Boudreaux’s had been owned and run by Old Man Boudreaux, until Lucky married the man’s daughter and Boudreaux took his son-in-law under his wing, teaching him everything he knew about carving up pig, cow, wild boar, squirrel, gator, and seafood. And cooking all of the aforementioned protein on a grill. And making various meat-based delights out of it. I’d been in the state of Louisiana for a long time now, and I’d never found another eatery as good as Boudreaux’s Meats. The outside was decorated with signs advertising the meat and the day’s meals, with the specials written in chalk on a blackboard. There were also crosses painted on each window in brilliant blue, which was new. Inside, the place was changed a bit too, with blue plastic tablecloths on the few tables, new backless benches, the floor painted blue and polished to a high shine, and the smell of bacon flavoring the air. The cooler was still in the same place, full of ice and beer. And just like last time, I was met with the bad end of a gun.
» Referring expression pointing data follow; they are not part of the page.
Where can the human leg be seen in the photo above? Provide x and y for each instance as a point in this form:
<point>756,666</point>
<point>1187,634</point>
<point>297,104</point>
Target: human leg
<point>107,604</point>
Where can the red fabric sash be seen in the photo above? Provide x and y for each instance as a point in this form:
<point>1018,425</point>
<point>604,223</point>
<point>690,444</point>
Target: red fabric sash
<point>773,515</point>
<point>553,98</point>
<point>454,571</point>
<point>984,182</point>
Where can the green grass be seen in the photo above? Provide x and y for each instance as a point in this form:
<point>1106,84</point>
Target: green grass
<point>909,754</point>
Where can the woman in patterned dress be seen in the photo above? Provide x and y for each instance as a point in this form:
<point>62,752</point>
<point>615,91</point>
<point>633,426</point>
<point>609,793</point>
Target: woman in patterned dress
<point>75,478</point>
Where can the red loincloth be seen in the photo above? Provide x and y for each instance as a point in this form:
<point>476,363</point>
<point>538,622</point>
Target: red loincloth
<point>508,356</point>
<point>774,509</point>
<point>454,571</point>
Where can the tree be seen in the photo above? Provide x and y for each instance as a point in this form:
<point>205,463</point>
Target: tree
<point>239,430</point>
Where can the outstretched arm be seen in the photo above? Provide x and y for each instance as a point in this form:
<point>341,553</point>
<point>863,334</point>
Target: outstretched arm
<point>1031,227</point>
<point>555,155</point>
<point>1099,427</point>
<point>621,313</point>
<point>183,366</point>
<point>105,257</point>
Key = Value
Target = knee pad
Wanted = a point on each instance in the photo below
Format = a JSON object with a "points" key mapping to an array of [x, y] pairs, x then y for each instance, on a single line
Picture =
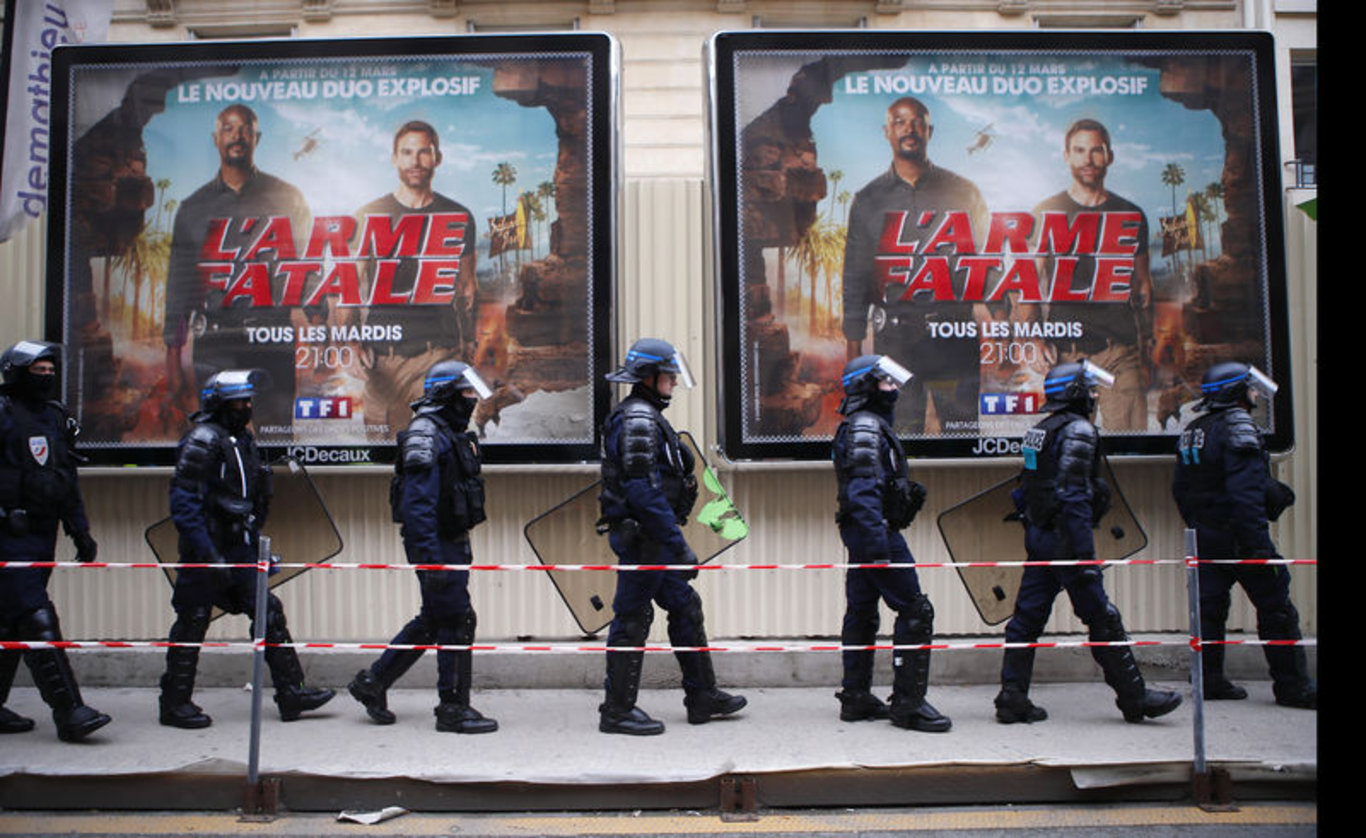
{"points": [[1280, 622], [190, 625], [635, 626], [693, 610], [41, 624], [861, 625], [456, 625], [1107, 626], [1088, 576], [1216, 609], [917, 622]]}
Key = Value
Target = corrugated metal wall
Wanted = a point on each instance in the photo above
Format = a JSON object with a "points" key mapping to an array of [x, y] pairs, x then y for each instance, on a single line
{"points": [[790, 507]]}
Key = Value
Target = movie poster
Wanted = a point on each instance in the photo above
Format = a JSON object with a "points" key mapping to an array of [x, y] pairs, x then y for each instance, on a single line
{"points": [[982, 207], [340, 215]]}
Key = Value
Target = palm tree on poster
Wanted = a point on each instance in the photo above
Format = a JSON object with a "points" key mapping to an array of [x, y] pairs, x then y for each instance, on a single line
{"points": [[504, 175], [1174, 175]]}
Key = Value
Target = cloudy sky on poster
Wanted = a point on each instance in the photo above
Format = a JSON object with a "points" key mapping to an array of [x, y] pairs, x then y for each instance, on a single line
{"points": [[1026, 114], [350, 111]]}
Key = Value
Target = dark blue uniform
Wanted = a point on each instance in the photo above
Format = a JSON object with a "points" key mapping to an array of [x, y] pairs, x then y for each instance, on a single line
{"points": [[436, 464], [1057, 491], [37, 491], [220, 496], [876, 501], [648, 494], [1062, 496], [1224, 491], [38, 488], [437, 496]]}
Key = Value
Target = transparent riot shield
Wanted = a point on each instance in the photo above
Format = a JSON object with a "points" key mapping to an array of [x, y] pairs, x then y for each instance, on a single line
{"points": [[567, 535], [299, 526], [984, 529]]}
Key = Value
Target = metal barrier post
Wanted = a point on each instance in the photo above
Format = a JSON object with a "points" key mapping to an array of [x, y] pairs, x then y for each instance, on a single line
{"points": [[257, 797], [1212, 789]]}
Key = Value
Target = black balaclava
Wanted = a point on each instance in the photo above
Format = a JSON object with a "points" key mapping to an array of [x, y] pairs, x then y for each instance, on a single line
{"points": [[235, 416]]}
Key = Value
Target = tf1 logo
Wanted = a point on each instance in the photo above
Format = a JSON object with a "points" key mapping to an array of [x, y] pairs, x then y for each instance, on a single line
{"points": [[336, 406], [1010, 403]]}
“Jane Yellowrock,” Lucky said from behind the counter. “Raise your hands. Keep ’em high. You too, boy.” Eli narrowed his eyes at Lucky, the word boy being pejorative in these parts, but he raised his arms. Lucky had a deep, heavy Cajun accent, hard to understand sometimes, but there was no mistaking the intent of a double-barreled shotgun. The witch was in his early fifties, Caucasian, with black hair and dark eyes—what the locals call Frenchy. A few strands of silver marked his hair, new since I was here last. “Why you here?”
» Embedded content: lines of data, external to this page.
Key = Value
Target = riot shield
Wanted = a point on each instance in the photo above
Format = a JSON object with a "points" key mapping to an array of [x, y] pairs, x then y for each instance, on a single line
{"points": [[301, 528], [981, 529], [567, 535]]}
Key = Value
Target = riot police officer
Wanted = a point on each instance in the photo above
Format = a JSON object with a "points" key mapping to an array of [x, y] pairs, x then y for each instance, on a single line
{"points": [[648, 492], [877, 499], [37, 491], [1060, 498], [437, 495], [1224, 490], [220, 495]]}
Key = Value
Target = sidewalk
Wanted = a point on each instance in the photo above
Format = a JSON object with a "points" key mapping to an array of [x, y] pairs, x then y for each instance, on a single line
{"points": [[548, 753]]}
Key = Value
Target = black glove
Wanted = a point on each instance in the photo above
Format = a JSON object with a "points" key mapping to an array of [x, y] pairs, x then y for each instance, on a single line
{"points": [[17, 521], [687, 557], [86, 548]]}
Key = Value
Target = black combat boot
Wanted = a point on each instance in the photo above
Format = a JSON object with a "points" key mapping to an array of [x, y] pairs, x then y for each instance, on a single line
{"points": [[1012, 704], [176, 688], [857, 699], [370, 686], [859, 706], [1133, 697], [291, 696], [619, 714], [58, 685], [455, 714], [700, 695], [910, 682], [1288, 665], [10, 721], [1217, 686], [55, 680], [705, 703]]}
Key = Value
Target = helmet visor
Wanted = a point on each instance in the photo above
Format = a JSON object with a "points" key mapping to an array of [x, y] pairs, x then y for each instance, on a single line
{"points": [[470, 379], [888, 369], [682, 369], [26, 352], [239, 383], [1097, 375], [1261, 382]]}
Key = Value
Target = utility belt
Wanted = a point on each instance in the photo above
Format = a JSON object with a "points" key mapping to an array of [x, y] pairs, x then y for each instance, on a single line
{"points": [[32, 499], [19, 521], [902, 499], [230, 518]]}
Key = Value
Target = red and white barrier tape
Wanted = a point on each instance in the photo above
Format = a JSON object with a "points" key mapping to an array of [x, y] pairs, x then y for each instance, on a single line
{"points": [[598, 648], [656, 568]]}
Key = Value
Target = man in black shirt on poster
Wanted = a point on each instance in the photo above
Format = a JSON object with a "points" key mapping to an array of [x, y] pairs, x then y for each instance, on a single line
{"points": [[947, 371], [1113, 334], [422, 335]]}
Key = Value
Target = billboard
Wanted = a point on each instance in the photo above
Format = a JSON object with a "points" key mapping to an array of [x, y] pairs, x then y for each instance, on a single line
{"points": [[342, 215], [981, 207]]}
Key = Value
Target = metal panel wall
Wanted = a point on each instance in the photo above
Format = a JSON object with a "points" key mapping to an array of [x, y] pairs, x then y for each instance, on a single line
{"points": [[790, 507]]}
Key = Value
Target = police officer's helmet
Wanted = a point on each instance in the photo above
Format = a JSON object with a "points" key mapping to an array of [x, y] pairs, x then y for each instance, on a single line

“I was asked to come by the Master of the City of New Orleans.”
“To stop de witches of dis town, here? To steal le breloque what Shauna found?”
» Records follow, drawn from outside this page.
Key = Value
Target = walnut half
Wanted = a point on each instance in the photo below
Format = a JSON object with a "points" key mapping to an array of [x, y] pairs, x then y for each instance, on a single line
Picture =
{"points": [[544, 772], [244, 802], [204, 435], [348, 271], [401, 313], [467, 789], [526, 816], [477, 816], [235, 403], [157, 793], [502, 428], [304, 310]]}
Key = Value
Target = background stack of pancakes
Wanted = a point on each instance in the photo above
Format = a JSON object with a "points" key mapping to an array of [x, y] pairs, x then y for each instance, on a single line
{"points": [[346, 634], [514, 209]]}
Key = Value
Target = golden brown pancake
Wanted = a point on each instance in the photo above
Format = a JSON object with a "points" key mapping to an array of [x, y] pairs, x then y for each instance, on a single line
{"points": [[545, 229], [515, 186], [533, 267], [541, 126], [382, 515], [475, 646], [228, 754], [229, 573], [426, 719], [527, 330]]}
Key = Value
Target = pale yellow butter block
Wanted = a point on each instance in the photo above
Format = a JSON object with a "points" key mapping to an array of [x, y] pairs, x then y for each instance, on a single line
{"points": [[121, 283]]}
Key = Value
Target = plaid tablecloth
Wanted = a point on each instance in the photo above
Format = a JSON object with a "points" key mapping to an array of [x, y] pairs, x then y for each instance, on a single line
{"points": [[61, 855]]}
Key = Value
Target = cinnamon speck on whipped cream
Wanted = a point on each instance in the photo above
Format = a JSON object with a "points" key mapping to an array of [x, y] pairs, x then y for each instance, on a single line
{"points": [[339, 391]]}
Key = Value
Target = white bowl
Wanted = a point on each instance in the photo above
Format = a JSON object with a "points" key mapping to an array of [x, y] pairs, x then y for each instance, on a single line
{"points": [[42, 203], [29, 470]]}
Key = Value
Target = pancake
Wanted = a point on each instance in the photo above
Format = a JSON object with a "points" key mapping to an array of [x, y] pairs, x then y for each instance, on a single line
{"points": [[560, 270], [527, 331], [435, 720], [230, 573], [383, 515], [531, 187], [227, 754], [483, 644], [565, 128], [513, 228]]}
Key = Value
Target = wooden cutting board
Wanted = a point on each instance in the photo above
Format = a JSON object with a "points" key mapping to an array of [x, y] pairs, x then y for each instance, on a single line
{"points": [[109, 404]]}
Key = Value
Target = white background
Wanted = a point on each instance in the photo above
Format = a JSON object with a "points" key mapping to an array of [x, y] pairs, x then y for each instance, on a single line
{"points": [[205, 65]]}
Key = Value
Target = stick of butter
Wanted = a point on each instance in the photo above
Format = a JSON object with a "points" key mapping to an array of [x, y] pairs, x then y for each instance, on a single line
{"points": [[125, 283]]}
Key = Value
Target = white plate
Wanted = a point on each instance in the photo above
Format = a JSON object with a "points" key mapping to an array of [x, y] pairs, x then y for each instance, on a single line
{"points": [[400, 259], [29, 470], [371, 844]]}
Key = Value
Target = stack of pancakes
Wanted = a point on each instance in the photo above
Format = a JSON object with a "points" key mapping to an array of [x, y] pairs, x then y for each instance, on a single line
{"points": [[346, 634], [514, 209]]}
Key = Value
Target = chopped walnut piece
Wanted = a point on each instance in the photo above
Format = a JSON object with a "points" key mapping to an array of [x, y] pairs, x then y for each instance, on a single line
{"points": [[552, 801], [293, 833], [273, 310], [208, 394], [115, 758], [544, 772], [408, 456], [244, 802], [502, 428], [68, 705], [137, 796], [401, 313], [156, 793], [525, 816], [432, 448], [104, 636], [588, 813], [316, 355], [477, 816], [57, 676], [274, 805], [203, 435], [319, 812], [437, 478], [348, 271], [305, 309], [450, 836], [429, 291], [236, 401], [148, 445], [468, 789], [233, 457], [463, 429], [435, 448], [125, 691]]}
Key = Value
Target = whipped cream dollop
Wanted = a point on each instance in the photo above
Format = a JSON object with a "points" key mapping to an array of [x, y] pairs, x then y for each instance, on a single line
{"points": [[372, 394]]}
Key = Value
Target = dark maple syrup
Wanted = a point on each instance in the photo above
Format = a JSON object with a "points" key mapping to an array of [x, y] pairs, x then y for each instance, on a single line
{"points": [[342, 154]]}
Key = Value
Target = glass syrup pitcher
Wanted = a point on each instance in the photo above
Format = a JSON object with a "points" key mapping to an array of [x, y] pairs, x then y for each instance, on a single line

I wasn’t sure what a breloque was, so I ignored that part. “To find out what was going on and restore peace if possible.”
Lucky snorted, a deep and resonant sound that belonged on the backstreets of Paris or in the deeps of the swamps.
“And no,” I said, “I have no intention of trying to steal the wreath or whatever it is. I’d like to stop the bloodshed before it starts, though.”
“Le breloque. Tell you what. You cut de head off Gabriel Doucette and I let you go way ’live.”
“I’ll tell you what. You put that shotgun down, I’ll let you live. Deal?”
Lucky snorted again and I smelled the tingle of his magic on the air. No way was I letting him hit me with a spell.
Everything happened fast.
I drew on Beast. Leaped hard across the storefront. Pushed off with a foot and lunged left, then right, behind the counter. Fast, fast, fast.
My partner dove behind the cooler, pulling both guns.
He was still midmove when I knocked the shotgun to the side with one forearm and twisted it out of Lucky’s hands. The spell he threw shot over my shoulder and slammed into the wall behind me. Something crashed. I didn’t have time to look. I turned the shotgun on Lucky. And snarled. Fun, my Beast thought. More!
“Move and bleed,” I growled.
Lucky wore a sheen of sweat that hadn’t been there before, slicking his olive skin.
“What was that spell?” I demanded.
“A get away from me spell,” he said, his mouth turning down. Sadness in his tone, he said, “Broke my wall, it did.”
I glanced once, fast. The back wall of the meat shop looked like a cannonball had gone through it. There was a hole open to the shop next door and the sounds of screams came from it weakly, as if the ladies inside were running away. Smart women.
“You not so easy to stop dis time. Why dat is?” he asked.
“I was expecting the shotgun. You were expecting a human. I’m no longer aping human.” Which still sounded weird when I said it, but secrets could no longer help me.